PRAISE FOR SINEATER:
"I gotta tell you ... Sineater is one of the best, most touching, most intense "horror" novels I ever read. I actually cried at the end ... Real tears streaming down my face ... It is S-O-O-O-O good! Read it! Now!" - Rick Hautala, author of Winter Wake, Schoolhouse, Reunion
PUBLISHERS WEEKLY
Winner of England's Bram Stoker Award, Massie's first novel works better as a convincing and original story about the potential horrors of backwoods religious fervor than as a traditional supernatural thriller. Young Joel Barker lives with a special stigma: his father, Avery, is the ``sineater,'' chosen by their Blue Ridge Mountain religious sect to live alone in the woods and bear the sins of the community's dead. Though Joel is universally ostracized, Burke Campbell, the nephew of the sect's leader, Missy Campbell, befriends him in defiance of his aunt, whose mumbo jumbo he despises.

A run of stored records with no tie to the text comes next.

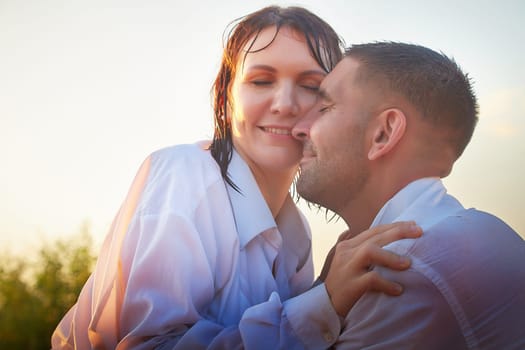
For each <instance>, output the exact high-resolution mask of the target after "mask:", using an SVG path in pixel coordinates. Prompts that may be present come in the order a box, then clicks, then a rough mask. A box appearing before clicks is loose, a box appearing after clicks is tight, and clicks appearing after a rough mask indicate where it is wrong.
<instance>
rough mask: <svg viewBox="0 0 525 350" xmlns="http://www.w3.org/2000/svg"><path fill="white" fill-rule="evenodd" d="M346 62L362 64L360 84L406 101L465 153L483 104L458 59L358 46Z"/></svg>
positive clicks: (427, 120) (418, 51)
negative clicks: (396, 95) (442, 131)
mask: <svg viewBox="0 0 525 350" xmlns="http://www.w3.org/2000/svg"><path fill="white" fill-rule="evenodd" d="M345 56H346V57H351V58H353V59H355V60H357V61H358V62H359V68H358V74H357V77H358V78H357V79H358V81H360V82H364V83H367V82H372V83H373V84H374V87H378V89H379V90H382V91H383V92H386V93H387V94H388V93H395V94H400V95H401V96H403V97H404V98H405V99H406V100H407V102H409V103H410V104H412V105H413V106H414V107H415V108H416V109H417V111H418V112H419V113H420V114H421V116H422V118H423V119H424V120H426V121H428V122H430V123H433V124H434V125H436V127H439V128H446V130H447V132H449V134H450V135H451V137H450V141H451V143H452V146H453V147H454V149H455V152H456V156H457V157H459V156H460V155H461V154H462V153H463V151H464V150H465V147H466V146H467V144H468V143H469V142H470V139H471V138H472V134H473V132H474V128H475V127H476V124H477V121H478V103H477V99H476V96H475V94H474V91H473V89H472V82H471V79H470V77H469V75H468V74H466V73H463V71H462V70H461V68H460V67H459V66H458V64H457V63H456V62H455V61H454V59H452V58H449V57H447V56H446V55H445V54H443V53H439V52H436V51H433V50H431V49H429V48H426V47H423V46H420V45H415V44H408V43H399V42H390V41H385V42H373V43H367V44H359V45H352V46H351V47H349V48H347V49H346V52H345Z"/></svg>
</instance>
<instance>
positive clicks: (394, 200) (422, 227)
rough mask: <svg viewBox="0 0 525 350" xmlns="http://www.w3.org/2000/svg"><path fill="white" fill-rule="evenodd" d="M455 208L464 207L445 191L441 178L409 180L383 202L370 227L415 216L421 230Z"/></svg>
mask: <svg viewBox="0 0 525 350" xmlns="http://www.w3.org/2000/svg"><path fill="white" fill-rule="evenodd" d="M459 210H464V208H463V206H462V205H461V203H459V201H458V200H457V199H455V198H454V197H452V196H451V195H448V194H447V189H446V188H445V186H444V185H443V183H442V181H441V179H439V178H437V177H429V178H423V179H418V180H416V181H413V182H411V183H410V184H408V185H407V186H405V187H404V188H403V189H401V190H400V191H399V192H398V193H396V194H395V195H394V196H393V197H392V198H391V199H390V200H389V201H388V202H386V203H385V205H384V206H383V207H382V208H381V210H380V211H379V213H378V214H377V215H376V217H375V219H374V221H373V222H372V225H371V227H374V226H377V225H381V224H386V223H391V222H396V221H406V220H415V221H416V223H417V224H418V225H419V226H420V227H421V228H422V229H423V230H425V229H428V228H429V227H431V226H432V225H433V224H435V223H437V222H439V221H441V220H442V219H443V218H445V217H447V216H450V215H453V214H454V213H456V212H458V211H459Z"/></svg>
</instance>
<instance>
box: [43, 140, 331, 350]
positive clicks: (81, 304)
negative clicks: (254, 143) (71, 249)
mask: <svg viewBox="0 0 525 350" xmlns="http://www.w3.org/2000/svg"><path fill="white" fill-rule="evenodd" d="M205 147H206V145H205V144H199V145H181V146H176V147H171V148H167V149H163V150H160V151H157V152H155V153H153V154H152V155H151V156H150V157H148V158H147V159H146V161H145V162H144V163H143V165H142V166H141V169H140V170H139V172H138V174H137V176H136V178H135V180H134V182H133V184H132V186H131V189H130V192H129V194H128V197H127V198H126V200H125V202H124V204H123V206H122V207H121V209H120V211H119V214H118V215H117V217H116V219H115V221H114V223H113V225H112V228H111V230H110V232H109V234H108V236H107V238H106V240H105V242H104V245H103V247H102V251H101V253H100V256H99V259H98V261H97V265H96V268H95V271H94V273H93V274H92V276H91V277H90V278H89V280H88V282H87V283H86V285H85V286H84V288H83V290H82V292H81V294H80V296H79V299H78V302H77V304H76V305H75V306H73V308H72V309H71V310H70V311H69V312H68V313H67V315H66V316H65V317H64V319H63V320H62V321H61V323H60V324H59V325H58V327H57V329H56V331H55V333H54V334H53V337H52V346H53V349H72V348H75V347H76V348H78V349H90V348H97V349H102V348H105V349H115V348H120V349H130V348H132V349H151V348H154V347H155V348H161V349H173V348H177V349H179V348H180V349H198V348H215V349H233V348H240V347H244V348H246V349H278V348H282V349H302V348H305V347H308V348H326V347H328V346H329V345H331V344H332V343H333V342H334V341H335V338H336V337H337V335H338V334H339V332H340V321H339V318H338V317H337V314H336V313H335V310H334V309H333V307H332V305H331V303H330V300H329V297H328V295H327V293H326V289H325V288H324V285H322V286H318V287H316V288H313V289H311V290H309V291H308V292H307V293H305V294H303V295H301V296H299V297H296V298H292V297H294V296H296V295H298V294H300V293H302V292H304V291H306V290H308V288H310V286H311V284H312V281H313V263H312V256H311V236H310V231H309V228H308V225H307V223H306V221H305V219H304V217H303V216H302V215H301V213H300V212H299V211H298V209H297V207H296V206H295V205H294V203H293V201H292V199H291V198H290V197H288V199H287V201H286V202H285V204H284V206H283V208H282V209H281V211H280V212H279V214H278V216H277V218H276V219H275V220H274V218H273V216H272V214H271V212H270V210H269V208H268V206H267V204H266V202H265V200H264V198H263V196H262V194H261V193H260V191H259V188H258V187H257V184H256V182H255V179H254V178H253V175H252V173H251V171H250V169H249V167H248V166H247V164H246V163H245V162H244V161H243V160H242V158H241V157H240V156H239V155H238V154H237V153H235V152H234V154H233V159H232V161H231V163H230V166H229V168H228V172H229V175H230V177H231V179H232V180H233V182H234V183H235V184H236V185H237V186H238V187H239V189H240V190H241V193H238V192H236V191H235V190H234V189H232V188H231V187H230V186H229V185H225V182H224V180H223V179H222V177H221V174H220V170H219V167H218V165H217V163H216V162H215V160H214V159H213V158H212V157H211V155H210V152H209V151H206V150H205ZM290 298H291V299H290ZM304 305H315V307H314V308H310V309H308V308H304Z"/></svg>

When death and mutilation begin to be visited on anyone who has dealings with Joel's family, Missy blames the sineater and mounts a crusade against him and his kin. The two boys set out to stop the sineater and to end the religious madness that is sweeping the town, only to discover that they may be seeking the wrong enemy. Massie's sharp observations and eye for detail bring her characters to life and lend credence to the unfamiliar setting and bizarre plot. But so much is invested in setting the stage that the story line fails to gain momentum; though it's well-organized and the pivotal scenes are gripping, it never takes off in the same way as some other horror novels about rural religious terror, such as Thomas Tryon's Harvest Home or Robert R. McCammon's Mystery Walk . Massie's evident talent puts this well ahead of many other would-be literary debuts but, ironically, horror fans may find that it packs less terror than the average thriller.